Balade sur l'autoroute A6, entre Arcueil et Villejuif
Regarder la banlieue ne s'improvise pas.
Les obstacles qui s'offrent à l'oeil sont nombreux. L'autoroute prend une place envahissante dans l'espace ci-contre. Elle domine le paysage, comme s'il n'existait plus que pour elle et par le relief qu'elle lui donne. Sur ses garde-fous, des murs écrans anti-bruit dressent une muraille qui l'enferme et déforme le paysage.
Ici, la Maison des Examens à Arcueil se devine difficilement derrière les Plexiglas abondamment taggés. Quelques fougères parviennent néanmoins à survivre dans cette atmosphère fétide, et donnent une touche presque bucolique à cette désolation. Au fond, la banlieue est un prisme au travers duquel la réalité nous paraît forcément déformée.
Mais n'est-il pas aussi intéressant de regarder le prisme et d'en saisir la beauté?
Prenons un peu de hauteur et regardons la même autoroute, au même endroit, sans l'écran de Plexiglas. Elle n'apparaît plus que comme un fil qui délimite le paysage, comme une ligne d'horizon.
Derrière un liseré de verdure, la mince lanière de Plexiglas apparaît insignifiante sous des forteresses monumentales qui descendent en cascade vers le fond de la vallée. Des constructions presque baroques se serrent les unes contre les autres, comme une civilisation futuriste où la surpopulation oblige à l'exiguïté.
En modifiant quelque peu son point de vue, l'oeil découvre que, sous l'autoroute, au pied des forteresses, la vie suit son cours.
Dans une sorte d'indifférence à la monumentalité froide, des tentes sont montées et des gens se rencontrent pour se divertir. On boit du rhum, on écoute de la musique, les enfants jouent, on papote en les suivant du coin de l'oeil. L'espace qu'on imaginait mort ou désertique, est le lieu d'une vie indolente.
Contre toute attente, les piliers de l'autoroute sont devenus les piliers d'une grotte où, à l'ombre fraîche, des nomades passent un moment convivial ensemble. Les populations se brassent, les couleurs se mélangent. Le cadre est même verdoyant.

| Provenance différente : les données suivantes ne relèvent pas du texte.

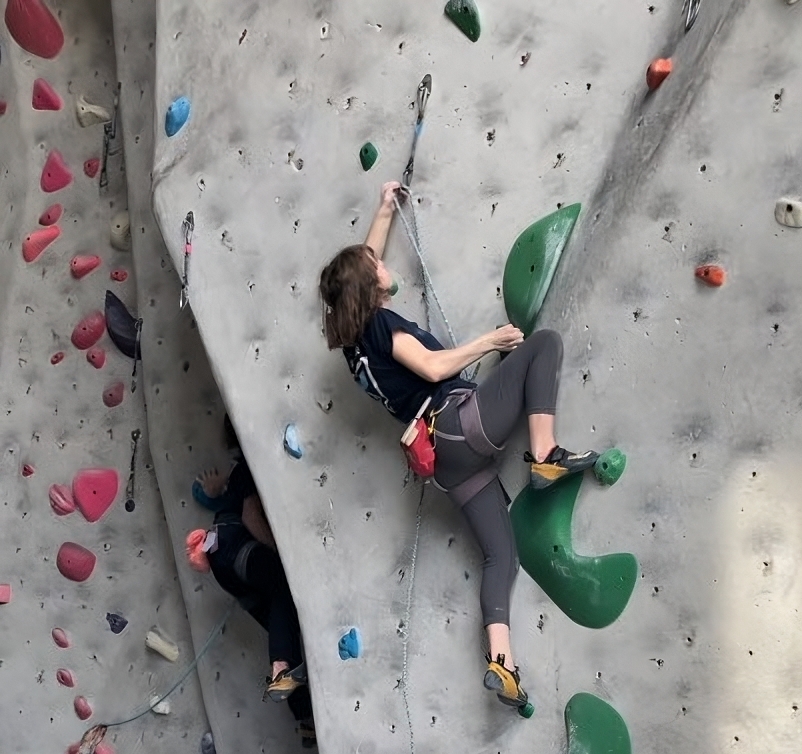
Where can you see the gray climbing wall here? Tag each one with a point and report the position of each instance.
(55, 423)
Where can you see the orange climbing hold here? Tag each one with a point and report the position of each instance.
(35, 243)
(712, 274)
(45, 97)
(89, 330)
(658, 72)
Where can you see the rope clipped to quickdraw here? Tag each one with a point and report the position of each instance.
(92, 738)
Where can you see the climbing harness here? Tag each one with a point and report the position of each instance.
(188, 226)
(93, 737)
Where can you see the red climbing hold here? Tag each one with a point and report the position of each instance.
(61, 500)
(45, 97)
(35, 243)
(55, 174)
(82, 708)
(82, 264)
(51, 215)
(34, 27)
(88, 331)
(91, 167)
(658, 72)
(60, 638)
(74, 562)
(96, 357)
(712, 274)
(94, 491)
(113, 394)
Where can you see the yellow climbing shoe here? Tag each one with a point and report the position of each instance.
(506, 683)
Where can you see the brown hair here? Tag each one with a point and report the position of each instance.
(349, 287)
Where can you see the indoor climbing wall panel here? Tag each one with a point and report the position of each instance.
(86, 569)
(178, 384)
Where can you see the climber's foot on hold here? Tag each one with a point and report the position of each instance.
(507, 685)
(285, 682)
(557, 464)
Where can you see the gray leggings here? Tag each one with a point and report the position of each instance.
(526, 382)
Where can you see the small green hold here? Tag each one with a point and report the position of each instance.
(368, 156)
(465, 16)
(610, 466)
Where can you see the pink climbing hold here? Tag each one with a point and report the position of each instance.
(60, 638)
(82, 264)
(74, 562)
(51, 215)
(35, 243)
(94, 491)
(96, 357)
(113, 394)
(89, 330)
(65, 678)
(82, 708)
(34, 27)
(61, 500)
(45, 97)
(91, 166)
(55, 174)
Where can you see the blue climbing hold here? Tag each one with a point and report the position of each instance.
(350, 645)
(291, 443)
(177, 116)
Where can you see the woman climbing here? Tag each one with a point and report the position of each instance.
(243, 557)
(402, 365)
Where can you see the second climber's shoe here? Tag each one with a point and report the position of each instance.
(506, 683)
(558, 464)
(283, 685)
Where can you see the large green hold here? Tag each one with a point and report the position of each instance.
(591, 591)
(465, 15)
(594, 727)
(532, 263)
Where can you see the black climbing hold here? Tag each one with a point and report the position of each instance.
(122, 326)
(117, 623)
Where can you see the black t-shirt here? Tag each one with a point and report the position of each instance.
(400, 390)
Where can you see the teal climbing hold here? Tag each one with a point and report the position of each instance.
(532, 263)
(610, 466)
(368, 156)
(591, 591)
(177, 115)
(465, 16)
(595, 727)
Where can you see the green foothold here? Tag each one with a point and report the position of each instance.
(610, 466)
(465, 16)
(532, 263)
(368, 156)
(594, 727)
(591, 591)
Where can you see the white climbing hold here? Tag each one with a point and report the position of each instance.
(89, 114)
(158, 643)
(121, 231)
(788, 212)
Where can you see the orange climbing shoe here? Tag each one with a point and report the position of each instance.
(282, 686)
(559, 463)
(506, 683)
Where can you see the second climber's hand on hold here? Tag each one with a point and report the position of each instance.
(505, 338)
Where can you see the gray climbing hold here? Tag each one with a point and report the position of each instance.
(788, 212)
(291, 443)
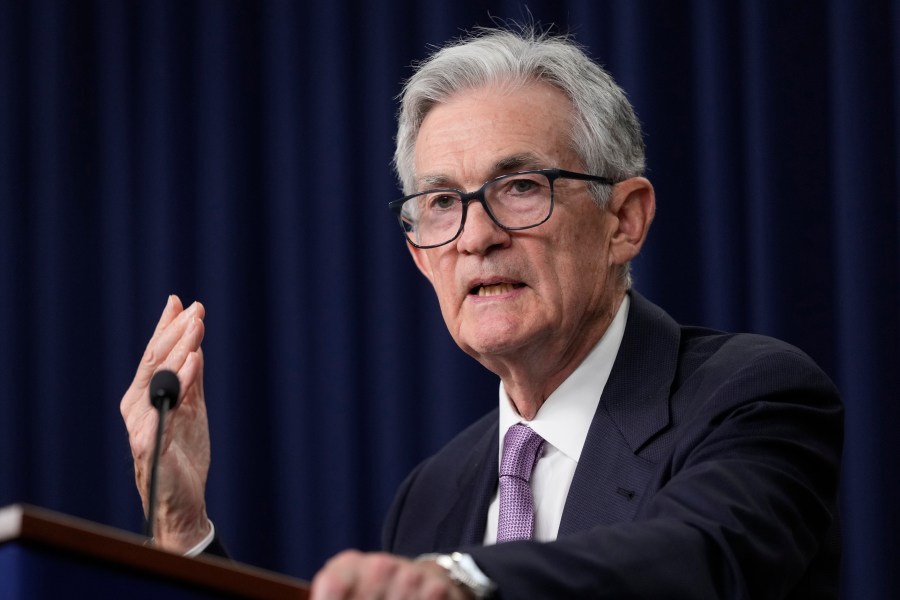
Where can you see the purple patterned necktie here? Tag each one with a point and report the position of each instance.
(521, 448)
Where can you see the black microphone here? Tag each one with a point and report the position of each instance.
(164, 391)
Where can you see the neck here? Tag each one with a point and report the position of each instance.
(532, 377)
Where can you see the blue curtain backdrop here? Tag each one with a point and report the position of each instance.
(238, 153)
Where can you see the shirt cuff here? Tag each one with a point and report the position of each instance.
(199, 548)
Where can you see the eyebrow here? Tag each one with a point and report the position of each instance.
(507, 164)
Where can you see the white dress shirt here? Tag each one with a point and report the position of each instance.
(563, 421)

Au moment de quitter le village nomade, on emprunte des chemins de traverse.
Et c'est un monde bucolique qui se révèle à nous. Des sentiers ombragés, verdoyants, donnent l'impression que le paysage de banlieue, même au bord d'une autoroute, est une partie de la nature, comme si de tout temps la ville avait existé et s'était répandue ici sous la forme qu'on lui connaît.